The inspiration came from brewpubs Ben frequented while living in Portland, Oregon, when he was in his 20s. As the first and only eatery in De Tonti Square, Iron Hand is filling a void for area residents but also bringing new people in for food and a warm atmosphere.
Despite the number of small breweries opening in the Mobile area, Ben points out that it’s still behind most other cities of similar size for breweries per capita. His Alaskan hometown, a town of 7,000 people, has three breweries. Pensacola, he says, has seven. “All the brewery owners in this area are really supportive of each other, and a rising tide floats all ships.” The perfect analogy for a former seaman.
Ben and Rebecca always wanted to serve traditional British pub food because it would pair nicely with the porters and stouts he planned to brew. There’s a “nice, heavy-handed American IPA” on the menu as well. The Iron Hand has six taps, and they hope to eventually have five of those pouring their own beer. For now, however, their one-barrel system admittedly can’t keep up. They ran out of beer their first night and have been pushing their limits to meet demands ever since. In the meantime, they have plenty of other beers available, as well as wine and cocktails. “We’ll never serve a well drink here. The alcohol menu might not be extensive, but we keep it quality.”

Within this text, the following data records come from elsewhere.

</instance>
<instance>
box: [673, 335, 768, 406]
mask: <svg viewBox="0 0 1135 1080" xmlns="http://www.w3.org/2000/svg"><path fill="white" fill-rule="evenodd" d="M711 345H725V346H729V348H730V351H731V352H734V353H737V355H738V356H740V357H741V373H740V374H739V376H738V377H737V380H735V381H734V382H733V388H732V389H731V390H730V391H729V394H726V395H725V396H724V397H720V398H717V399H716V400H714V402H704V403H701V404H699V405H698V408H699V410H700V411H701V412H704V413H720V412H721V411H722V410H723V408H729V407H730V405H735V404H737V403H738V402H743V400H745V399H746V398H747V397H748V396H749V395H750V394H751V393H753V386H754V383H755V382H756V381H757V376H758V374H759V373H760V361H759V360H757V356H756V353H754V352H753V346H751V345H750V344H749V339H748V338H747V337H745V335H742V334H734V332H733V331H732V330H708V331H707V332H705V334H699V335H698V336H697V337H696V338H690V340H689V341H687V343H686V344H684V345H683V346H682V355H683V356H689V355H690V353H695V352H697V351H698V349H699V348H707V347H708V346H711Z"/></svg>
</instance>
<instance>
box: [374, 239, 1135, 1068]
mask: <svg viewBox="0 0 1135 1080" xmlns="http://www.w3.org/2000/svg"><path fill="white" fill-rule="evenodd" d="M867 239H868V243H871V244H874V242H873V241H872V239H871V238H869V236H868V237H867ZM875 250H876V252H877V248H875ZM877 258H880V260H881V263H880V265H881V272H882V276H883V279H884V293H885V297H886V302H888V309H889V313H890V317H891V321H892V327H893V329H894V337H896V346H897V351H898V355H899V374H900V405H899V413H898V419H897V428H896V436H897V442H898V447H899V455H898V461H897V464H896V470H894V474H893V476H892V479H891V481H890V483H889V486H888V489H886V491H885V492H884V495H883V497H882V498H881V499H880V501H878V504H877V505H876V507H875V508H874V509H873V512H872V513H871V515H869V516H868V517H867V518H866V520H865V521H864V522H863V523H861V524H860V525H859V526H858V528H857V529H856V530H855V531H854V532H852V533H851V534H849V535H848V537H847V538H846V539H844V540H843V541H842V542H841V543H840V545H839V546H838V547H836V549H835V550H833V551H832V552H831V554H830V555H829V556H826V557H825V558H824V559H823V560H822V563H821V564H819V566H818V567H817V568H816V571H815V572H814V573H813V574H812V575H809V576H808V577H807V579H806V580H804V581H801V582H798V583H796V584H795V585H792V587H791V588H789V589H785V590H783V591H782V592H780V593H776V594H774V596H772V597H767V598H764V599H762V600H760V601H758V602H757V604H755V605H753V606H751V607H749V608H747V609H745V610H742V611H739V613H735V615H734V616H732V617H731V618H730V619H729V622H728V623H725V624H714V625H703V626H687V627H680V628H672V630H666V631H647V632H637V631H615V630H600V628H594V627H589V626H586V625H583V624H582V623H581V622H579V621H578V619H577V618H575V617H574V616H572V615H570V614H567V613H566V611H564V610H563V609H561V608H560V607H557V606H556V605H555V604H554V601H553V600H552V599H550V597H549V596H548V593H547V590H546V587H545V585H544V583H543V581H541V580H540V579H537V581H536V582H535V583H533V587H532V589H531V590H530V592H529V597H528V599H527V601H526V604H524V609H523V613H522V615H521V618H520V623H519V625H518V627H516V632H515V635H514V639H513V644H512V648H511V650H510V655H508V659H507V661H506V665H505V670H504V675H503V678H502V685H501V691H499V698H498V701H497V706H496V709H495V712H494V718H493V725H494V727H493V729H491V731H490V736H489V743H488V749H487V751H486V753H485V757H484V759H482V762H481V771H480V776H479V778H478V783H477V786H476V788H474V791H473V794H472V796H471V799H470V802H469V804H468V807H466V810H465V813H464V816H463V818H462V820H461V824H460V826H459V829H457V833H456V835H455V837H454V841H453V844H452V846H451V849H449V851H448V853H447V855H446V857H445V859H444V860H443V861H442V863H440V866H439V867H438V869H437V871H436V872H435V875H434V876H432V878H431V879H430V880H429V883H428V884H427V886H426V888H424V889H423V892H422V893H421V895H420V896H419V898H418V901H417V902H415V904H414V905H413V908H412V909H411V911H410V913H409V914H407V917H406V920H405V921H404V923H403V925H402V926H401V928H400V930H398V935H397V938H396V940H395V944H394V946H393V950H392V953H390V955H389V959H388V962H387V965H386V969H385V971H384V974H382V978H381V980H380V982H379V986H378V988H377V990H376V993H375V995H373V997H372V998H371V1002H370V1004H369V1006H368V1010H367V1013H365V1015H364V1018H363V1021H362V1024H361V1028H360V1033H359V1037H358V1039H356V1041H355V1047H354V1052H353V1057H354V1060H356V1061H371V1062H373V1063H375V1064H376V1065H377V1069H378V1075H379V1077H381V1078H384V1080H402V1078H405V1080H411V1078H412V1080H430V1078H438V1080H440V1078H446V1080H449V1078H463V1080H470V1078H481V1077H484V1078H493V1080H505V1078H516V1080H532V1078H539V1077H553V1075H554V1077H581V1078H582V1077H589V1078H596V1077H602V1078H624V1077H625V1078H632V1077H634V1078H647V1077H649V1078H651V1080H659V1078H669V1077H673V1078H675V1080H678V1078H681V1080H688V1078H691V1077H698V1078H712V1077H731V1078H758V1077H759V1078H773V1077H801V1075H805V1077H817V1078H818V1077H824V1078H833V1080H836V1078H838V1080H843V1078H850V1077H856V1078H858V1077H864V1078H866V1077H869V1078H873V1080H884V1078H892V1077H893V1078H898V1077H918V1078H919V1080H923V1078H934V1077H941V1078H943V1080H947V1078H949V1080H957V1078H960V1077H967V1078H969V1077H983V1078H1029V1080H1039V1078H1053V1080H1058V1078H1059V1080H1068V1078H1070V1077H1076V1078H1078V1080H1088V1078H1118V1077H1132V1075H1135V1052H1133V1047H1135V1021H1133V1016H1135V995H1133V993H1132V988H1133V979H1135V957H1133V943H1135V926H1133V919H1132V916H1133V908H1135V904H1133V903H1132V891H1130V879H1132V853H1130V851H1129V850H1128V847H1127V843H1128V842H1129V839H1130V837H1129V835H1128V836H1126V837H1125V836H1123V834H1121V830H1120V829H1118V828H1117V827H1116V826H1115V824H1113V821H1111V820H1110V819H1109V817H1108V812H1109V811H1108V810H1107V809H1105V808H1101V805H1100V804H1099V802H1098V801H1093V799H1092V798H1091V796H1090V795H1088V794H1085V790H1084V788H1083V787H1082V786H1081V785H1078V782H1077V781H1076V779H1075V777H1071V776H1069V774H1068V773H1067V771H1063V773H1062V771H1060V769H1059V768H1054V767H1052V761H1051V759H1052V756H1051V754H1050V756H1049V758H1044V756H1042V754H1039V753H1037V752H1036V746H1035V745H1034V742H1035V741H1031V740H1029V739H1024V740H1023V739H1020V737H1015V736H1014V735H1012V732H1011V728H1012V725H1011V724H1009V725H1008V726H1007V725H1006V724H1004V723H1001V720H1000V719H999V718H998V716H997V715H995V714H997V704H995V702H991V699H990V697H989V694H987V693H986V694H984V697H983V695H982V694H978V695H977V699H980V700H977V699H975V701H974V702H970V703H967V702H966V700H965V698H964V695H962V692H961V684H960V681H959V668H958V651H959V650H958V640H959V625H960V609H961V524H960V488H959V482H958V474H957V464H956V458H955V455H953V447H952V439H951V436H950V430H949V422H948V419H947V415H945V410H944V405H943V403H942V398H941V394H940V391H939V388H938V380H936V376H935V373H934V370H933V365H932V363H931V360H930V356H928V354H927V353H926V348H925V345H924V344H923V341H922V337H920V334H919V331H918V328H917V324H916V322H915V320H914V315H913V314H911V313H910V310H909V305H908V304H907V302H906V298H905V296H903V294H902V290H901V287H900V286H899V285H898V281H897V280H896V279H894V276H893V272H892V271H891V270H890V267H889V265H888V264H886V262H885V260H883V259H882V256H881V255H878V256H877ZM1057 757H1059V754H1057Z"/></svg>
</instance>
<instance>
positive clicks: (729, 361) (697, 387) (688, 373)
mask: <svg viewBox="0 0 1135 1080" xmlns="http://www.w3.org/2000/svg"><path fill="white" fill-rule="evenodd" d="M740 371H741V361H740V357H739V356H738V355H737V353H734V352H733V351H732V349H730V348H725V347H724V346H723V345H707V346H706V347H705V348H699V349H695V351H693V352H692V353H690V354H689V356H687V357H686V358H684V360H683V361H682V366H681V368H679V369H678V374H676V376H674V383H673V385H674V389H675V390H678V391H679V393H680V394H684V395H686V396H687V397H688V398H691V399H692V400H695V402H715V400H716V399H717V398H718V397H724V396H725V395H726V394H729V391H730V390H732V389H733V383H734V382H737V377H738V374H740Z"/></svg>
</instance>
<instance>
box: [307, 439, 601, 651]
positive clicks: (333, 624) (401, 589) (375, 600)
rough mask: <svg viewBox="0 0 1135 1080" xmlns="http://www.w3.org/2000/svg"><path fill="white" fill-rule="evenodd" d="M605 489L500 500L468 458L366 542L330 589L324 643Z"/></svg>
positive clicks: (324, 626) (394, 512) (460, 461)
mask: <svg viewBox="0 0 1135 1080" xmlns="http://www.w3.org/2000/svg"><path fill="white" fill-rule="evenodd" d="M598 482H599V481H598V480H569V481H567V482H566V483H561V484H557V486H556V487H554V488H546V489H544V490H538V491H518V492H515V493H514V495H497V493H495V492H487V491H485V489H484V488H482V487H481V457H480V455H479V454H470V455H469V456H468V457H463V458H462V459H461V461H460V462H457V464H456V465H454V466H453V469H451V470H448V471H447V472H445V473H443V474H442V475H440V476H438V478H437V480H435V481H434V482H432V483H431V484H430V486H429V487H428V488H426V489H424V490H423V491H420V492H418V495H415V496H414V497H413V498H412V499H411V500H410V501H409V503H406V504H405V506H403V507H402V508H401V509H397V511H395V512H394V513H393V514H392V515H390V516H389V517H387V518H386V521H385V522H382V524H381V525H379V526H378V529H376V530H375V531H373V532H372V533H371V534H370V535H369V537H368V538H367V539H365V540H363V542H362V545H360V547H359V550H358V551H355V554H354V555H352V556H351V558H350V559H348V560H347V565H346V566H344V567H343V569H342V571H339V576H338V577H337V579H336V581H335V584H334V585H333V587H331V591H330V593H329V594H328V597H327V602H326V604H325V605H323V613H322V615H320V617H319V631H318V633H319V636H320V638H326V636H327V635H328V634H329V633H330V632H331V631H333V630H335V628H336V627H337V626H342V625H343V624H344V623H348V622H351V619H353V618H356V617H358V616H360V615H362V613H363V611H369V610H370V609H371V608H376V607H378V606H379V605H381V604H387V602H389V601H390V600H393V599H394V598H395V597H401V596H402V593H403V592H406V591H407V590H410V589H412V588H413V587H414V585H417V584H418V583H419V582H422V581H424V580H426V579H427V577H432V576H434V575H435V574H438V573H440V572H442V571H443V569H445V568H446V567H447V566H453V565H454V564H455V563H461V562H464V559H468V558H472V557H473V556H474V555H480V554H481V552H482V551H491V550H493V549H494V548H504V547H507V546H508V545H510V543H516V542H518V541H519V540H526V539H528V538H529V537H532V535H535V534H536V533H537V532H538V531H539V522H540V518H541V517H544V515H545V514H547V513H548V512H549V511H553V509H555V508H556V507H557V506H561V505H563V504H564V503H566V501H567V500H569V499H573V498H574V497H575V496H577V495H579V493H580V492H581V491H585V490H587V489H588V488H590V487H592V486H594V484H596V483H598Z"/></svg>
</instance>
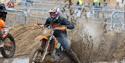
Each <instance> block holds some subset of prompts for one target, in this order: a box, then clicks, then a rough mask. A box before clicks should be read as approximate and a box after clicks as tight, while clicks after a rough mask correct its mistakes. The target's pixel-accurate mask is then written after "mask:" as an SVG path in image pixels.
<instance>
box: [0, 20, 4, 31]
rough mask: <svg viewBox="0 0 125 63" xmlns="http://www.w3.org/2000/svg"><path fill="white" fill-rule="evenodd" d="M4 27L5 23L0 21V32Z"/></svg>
mask: <svg viewBox="0 0 125 63" xmlns="http://www.w3.org/2000/svg"><path fill="white" fill-rule="evenodd" d="M4 27H5V22H4V21H3V20H2V19H0V31H1V30H2V29H3V28H4Z"/></svg>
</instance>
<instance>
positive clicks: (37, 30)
mask: <svg viewBox="0 0 125 63" xmlns="http://www.w3.org/2000/svg"><path fill="white" fill-rule="evenodd" d="M35 28H36V27H35V26H33V25H25V26H24V25H19V26H16V27H14V28H13V29H12V30H11V32H12V34H13V35H14V37H15V40H16V45H17V49H16V55H23V54H30V53H31V52H32V50H33V49H35V47H37V46H38V45H39V42H38V41H35V38H36V37H37V36H39V35H40V34H41V33H42V31H41V29H35ZM69 32H71V33H70V38H71V39H72V48H73V50H74V51H75V52H76V53H77V55H78V57H79V58H80V60H81V62H82V63H89V62H93V61H109V60H113V59H118V60H121V59H122V58H123V57H124V56H125V54H124V53H125V46H124V45H125V33H116V32H112V31H110V32H107V33H104V32H103V25H102V24H99V23H94V22H84V24H83V23H80V24H79V27H78V26H77V27H76V29H75V30H73V31H69Z"/></svg>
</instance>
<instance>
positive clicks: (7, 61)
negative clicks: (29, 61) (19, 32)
mask: <svg viewBox="0 0 125 63" xmlns="http://www.w3.org/2000/svg"><path fill="white" fill-rule="evenodd" d="M0 63H29V58H28V56H19V57H14V58H9V59H5V58H2V56H0Z"/></svg>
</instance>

The quality of the food is top-notch as well, with everything made from scratch, including the sausage for the bangers and mash. All the sandwich breads and hand-tied pretzels come from a sourdough starter that originated with his mom. We highly recommend you stop in and find a friend, whether you need one or not.
On the Menu
Housemade and hand-tied. We love it dipped in the Welsh rarebit (beer cheese) sauce made with Rebecca’s First Amber.
Shaved Roast Beef
This off-menu special is carved from super tender Sunday roast, covered in house gravy and served on a sourdough hoagie.
Bangers and Mash
Homemade sausage, mashed red potatoes, onion gravy and a side of peas. It’s not 100 percent authentic, but it’s close.
Fluffy, not too sweet and drizzled with seasonal berry sauces. Ben is searching for fresh rhubarb, saying in Alaska it grows like weeds.